Two other reports support this vasomotor hypothesis, by linking HaNDL to autoimmunity against voltage-gated calcium channels (VGCC) [26, 27]. Accordingly, nimodipine administration appeared to be reasonably effective, as the drug antagonized the transiently increased VGCC function.

Conclusions

HaNDL is classified among secondary headaches attributed to “non-infectious inflammatory intracranial disease” [1]. Despite evidence of EBV infection and MRI abnormalities, we labelled our patient’s syndrome as HaNDL, which is usually a diagnosis of exclusion. Indeed, sometimes exceptions and rare manifestations allow speculating correctly on the etiopathogenesis of “idiopathic” diseases. By reviewing literature reports, we found similar cases with MRI indirectly supporting an infection or with direct evidence of positive infectious screening. We thus believe that, at least in some cases, HaNDL may have a post- or para-infectious immune-mediated aetiology, and that detection of an associated infection should not categorically represent an exclusion criterion. Whether EBV or other agents are directly pathogenic on small vessels or cause a transient autoimmune vasculitis remains speculative. In our patient, CNS signs of EBV infection were not fully convincing or at least not clinically relevant, but the infection could have triggered a direct or immune-mediated, self-limiting, vascular damage leading to cerebral vasoconstriction, and explaining both focal deficits and headache. Further evidence is warranted to support the role of cerebral vasoconstriction and to prove the potential therapeutic role of calcium channel inhibitors.
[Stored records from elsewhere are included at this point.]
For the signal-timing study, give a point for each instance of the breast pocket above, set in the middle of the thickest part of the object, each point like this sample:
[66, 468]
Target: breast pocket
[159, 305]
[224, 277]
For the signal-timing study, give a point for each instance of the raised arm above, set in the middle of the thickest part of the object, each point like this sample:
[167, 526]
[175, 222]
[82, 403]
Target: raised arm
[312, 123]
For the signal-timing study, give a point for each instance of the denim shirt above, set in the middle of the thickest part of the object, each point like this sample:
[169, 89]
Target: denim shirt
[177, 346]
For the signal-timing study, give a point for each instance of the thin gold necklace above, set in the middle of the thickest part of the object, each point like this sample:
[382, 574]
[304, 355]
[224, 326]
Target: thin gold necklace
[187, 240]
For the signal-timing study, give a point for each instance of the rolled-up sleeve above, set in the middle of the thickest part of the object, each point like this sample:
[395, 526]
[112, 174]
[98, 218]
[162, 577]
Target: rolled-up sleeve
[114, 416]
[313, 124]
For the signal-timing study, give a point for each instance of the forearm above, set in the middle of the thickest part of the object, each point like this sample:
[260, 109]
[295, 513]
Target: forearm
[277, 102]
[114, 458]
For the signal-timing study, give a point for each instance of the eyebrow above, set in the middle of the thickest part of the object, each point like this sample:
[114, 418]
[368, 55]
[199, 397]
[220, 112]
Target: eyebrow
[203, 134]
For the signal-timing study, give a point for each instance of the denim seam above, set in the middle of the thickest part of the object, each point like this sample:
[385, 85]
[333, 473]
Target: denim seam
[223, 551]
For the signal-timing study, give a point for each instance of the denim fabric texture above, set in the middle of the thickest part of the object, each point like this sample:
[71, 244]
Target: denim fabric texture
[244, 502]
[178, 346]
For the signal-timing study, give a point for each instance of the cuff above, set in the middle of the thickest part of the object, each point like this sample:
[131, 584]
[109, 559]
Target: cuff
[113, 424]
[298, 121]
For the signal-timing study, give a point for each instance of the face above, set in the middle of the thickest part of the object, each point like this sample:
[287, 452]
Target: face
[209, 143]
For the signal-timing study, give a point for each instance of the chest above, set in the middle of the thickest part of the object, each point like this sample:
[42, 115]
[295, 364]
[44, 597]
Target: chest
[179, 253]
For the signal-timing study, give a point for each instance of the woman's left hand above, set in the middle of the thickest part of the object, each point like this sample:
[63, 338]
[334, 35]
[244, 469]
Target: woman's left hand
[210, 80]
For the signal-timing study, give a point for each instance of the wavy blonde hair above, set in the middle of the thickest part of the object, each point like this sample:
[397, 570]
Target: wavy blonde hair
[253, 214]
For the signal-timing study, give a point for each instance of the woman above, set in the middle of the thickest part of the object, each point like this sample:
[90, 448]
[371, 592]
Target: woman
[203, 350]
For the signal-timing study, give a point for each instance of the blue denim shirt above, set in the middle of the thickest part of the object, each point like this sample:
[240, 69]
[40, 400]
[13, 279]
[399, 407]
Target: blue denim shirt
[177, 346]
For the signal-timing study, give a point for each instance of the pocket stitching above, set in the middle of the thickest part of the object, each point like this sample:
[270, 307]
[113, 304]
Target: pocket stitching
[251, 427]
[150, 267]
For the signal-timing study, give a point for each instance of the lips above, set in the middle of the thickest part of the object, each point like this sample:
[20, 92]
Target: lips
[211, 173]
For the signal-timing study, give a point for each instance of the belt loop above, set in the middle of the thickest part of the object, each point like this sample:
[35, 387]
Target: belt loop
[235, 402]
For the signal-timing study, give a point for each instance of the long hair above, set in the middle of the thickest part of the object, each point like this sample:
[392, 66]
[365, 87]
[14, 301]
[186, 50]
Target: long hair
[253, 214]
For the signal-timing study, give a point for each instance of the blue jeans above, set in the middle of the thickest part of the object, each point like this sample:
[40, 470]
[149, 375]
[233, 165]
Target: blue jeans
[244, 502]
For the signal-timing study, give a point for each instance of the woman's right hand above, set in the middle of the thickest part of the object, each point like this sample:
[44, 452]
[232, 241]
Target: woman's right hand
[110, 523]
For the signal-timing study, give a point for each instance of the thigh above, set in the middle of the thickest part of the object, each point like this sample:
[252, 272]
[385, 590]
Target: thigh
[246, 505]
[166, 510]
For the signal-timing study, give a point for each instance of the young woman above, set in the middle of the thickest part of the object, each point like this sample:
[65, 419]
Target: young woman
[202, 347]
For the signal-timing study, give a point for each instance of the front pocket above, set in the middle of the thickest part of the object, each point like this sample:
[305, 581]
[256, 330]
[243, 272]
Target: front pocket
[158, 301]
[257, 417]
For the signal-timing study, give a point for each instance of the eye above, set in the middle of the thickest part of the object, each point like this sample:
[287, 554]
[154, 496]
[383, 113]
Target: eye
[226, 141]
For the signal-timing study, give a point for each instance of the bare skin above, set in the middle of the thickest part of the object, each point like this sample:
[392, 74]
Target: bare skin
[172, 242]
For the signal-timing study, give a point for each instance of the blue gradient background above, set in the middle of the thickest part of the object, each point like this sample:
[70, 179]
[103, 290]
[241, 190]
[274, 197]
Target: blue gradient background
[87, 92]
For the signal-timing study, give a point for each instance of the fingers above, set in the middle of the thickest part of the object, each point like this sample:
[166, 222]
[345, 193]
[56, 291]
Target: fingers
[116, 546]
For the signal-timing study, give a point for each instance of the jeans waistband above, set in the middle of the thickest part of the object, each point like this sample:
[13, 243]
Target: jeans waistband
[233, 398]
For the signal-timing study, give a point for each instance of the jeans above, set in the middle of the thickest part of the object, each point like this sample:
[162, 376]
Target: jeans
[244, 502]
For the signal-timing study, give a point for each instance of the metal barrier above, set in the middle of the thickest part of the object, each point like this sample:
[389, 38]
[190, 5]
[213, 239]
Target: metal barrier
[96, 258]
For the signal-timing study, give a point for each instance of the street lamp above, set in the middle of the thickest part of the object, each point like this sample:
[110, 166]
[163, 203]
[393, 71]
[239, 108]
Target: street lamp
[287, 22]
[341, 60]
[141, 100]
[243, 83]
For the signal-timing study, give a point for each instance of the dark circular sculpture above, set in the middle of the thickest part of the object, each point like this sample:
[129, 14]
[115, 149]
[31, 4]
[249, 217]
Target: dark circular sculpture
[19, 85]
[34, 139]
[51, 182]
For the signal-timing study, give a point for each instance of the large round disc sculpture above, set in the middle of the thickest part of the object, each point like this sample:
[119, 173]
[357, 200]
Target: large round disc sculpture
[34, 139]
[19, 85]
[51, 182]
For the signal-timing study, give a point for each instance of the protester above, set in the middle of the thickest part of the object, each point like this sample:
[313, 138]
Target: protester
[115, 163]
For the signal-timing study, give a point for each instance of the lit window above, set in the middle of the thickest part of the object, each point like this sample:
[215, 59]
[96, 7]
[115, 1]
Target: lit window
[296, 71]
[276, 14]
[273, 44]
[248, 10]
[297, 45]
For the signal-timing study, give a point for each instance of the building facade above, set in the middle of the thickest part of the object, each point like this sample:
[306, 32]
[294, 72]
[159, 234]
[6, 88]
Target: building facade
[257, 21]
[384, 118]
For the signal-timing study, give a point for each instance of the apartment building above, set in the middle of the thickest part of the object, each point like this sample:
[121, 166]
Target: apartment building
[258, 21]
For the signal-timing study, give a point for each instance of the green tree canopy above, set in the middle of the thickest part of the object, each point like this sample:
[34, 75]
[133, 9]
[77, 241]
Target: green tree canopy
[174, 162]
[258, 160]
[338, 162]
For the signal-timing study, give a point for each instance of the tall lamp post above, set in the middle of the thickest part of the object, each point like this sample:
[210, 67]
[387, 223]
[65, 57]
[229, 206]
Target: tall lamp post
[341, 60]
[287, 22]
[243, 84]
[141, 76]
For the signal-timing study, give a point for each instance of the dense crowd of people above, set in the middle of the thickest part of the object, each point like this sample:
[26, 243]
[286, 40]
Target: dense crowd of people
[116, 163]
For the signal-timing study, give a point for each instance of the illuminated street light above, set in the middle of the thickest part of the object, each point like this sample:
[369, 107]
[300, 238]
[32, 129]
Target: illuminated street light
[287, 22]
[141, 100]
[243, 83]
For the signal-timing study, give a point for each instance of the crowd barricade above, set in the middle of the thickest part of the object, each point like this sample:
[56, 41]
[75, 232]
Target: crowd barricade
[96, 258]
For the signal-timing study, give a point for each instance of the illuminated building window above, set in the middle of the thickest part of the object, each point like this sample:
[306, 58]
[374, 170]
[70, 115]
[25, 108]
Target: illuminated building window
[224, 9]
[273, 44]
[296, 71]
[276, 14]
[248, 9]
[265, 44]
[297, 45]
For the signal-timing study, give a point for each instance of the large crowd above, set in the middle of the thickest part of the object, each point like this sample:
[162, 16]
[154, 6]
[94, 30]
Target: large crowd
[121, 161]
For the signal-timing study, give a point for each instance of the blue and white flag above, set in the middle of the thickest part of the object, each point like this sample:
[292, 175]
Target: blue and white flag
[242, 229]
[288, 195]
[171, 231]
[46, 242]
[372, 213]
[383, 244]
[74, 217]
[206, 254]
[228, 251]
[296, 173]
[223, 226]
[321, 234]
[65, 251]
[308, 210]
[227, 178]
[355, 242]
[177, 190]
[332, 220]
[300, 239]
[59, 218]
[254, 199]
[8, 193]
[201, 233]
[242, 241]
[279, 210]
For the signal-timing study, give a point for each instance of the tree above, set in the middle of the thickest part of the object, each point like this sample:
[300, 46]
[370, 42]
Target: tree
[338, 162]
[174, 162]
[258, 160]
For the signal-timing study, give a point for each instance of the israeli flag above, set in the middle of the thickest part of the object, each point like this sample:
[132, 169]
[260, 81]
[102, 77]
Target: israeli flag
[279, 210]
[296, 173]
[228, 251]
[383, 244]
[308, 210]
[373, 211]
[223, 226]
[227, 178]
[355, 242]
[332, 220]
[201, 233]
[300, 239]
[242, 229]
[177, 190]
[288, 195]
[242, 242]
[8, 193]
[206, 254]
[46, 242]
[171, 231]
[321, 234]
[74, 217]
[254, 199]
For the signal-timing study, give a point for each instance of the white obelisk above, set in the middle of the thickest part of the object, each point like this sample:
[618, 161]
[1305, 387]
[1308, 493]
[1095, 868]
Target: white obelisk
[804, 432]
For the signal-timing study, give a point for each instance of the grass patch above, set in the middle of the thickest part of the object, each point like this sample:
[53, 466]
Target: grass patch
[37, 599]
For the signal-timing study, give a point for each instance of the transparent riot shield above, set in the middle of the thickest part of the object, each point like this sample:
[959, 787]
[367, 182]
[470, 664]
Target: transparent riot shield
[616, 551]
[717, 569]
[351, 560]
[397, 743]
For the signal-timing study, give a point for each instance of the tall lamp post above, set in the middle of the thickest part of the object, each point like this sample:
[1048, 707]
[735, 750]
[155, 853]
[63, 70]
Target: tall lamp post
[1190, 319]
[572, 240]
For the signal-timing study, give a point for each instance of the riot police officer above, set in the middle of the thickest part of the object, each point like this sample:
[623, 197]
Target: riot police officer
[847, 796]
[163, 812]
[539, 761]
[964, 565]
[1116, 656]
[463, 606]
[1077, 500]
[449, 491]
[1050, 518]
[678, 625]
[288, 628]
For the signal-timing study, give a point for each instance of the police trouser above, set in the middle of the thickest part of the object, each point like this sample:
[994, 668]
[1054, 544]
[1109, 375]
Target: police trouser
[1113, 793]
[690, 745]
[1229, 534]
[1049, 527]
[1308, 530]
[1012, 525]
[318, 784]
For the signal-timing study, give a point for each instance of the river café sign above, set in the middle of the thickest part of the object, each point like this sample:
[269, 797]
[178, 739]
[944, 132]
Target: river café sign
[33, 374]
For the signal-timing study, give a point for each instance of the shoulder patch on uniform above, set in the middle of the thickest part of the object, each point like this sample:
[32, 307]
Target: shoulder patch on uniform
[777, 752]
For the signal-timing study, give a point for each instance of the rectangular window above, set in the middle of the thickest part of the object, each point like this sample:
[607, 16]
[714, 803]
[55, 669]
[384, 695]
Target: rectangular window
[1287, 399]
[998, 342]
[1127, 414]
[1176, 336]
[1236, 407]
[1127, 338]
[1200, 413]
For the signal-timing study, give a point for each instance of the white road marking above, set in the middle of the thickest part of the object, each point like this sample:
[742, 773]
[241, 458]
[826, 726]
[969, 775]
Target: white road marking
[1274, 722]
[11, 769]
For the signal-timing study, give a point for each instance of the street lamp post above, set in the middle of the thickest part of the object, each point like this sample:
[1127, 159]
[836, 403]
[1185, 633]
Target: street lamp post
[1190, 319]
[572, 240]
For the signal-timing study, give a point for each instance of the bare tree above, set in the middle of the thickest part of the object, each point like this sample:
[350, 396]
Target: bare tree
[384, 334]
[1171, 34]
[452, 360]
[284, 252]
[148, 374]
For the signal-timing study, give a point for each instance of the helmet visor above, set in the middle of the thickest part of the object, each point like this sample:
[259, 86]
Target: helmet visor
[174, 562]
We also believe that HaNDL could be underestimated, and better knowledge of this condition among general neurologists, especially those working in emergency settings and who are daily facing its mimics (strokes and newly onset headaches), would help in recognition of further cases. Improved awareness would also help collect more cases during the acute phase of disease, implement a screening for infections, and use transcranial neurosonology to help clarify the source of headache and transient deficits.